Chen Lingyu, Su Youxing, Luo Wenbin, Hong Xuemin, Shi Jianghong
School of Information Science and Technology, Xiamen University, Xiamen 361005, China.
Key Lab of Underwater Acoustic Communication and Marine Information Technology, Ministry of Education, Xiamen 361005, China.
Sensors (Basel). 2018 Mar 22;18(4):940. doi: 10.3390/s18040940.
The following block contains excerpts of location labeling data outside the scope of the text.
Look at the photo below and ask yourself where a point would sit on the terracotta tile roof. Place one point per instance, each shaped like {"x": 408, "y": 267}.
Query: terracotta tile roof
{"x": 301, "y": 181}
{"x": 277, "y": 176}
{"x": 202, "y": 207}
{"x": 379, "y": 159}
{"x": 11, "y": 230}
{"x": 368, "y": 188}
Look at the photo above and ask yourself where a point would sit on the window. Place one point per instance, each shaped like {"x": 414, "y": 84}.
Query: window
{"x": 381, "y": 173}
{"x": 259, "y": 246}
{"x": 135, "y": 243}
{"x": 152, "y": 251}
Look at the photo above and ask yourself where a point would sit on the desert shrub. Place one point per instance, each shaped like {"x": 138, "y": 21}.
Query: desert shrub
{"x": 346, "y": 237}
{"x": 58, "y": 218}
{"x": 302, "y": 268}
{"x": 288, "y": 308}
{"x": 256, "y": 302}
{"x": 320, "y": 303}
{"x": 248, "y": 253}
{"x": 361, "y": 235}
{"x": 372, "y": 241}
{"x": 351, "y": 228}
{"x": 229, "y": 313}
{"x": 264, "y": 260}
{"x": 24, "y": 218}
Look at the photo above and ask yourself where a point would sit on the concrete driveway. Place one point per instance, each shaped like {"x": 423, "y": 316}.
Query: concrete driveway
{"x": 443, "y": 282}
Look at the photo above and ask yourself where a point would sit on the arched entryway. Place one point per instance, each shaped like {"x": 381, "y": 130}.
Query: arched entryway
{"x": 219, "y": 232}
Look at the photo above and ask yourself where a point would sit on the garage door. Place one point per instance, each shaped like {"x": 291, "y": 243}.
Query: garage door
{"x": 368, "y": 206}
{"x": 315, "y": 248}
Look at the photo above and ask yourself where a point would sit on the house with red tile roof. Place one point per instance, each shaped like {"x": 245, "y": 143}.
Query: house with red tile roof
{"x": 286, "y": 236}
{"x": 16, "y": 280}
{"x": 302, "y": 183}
The deployment density and computational power of small base stations (BSs) are expected to increase significantly in the next generation mobile communication networks. These BSs form the mobile edge network, which is a pervasive and distributed infrastructure that can empower a variety of edge/fog computing applications. This paper proposes a novel edge-computing application called explicit caching, which stores selective contents at BSs and exposes such contents to local users for interactive browsing and download. We formulate the explicit caching problem as a joint content recommendation, caching, and delivery problem, which aims to maximize the expected user quality-of-experience (QoE) with varying degrees of cross-layer sensing capability. Optimal and effective heuristic algorithms are presented to solve the problem. The theoretical performance bounds of the explicit caching system are derived in simplified scenarios. The impacts of cache storage space, BS backhaul capacity, cross-layer information, and user mobility on the system performance are simulated and discussed in realistic scenarios. Results suggest that, compared with conventional implicit caching schemes, explicit caching can better exploit the mobile edge network infrastructure for personalized content dissemination.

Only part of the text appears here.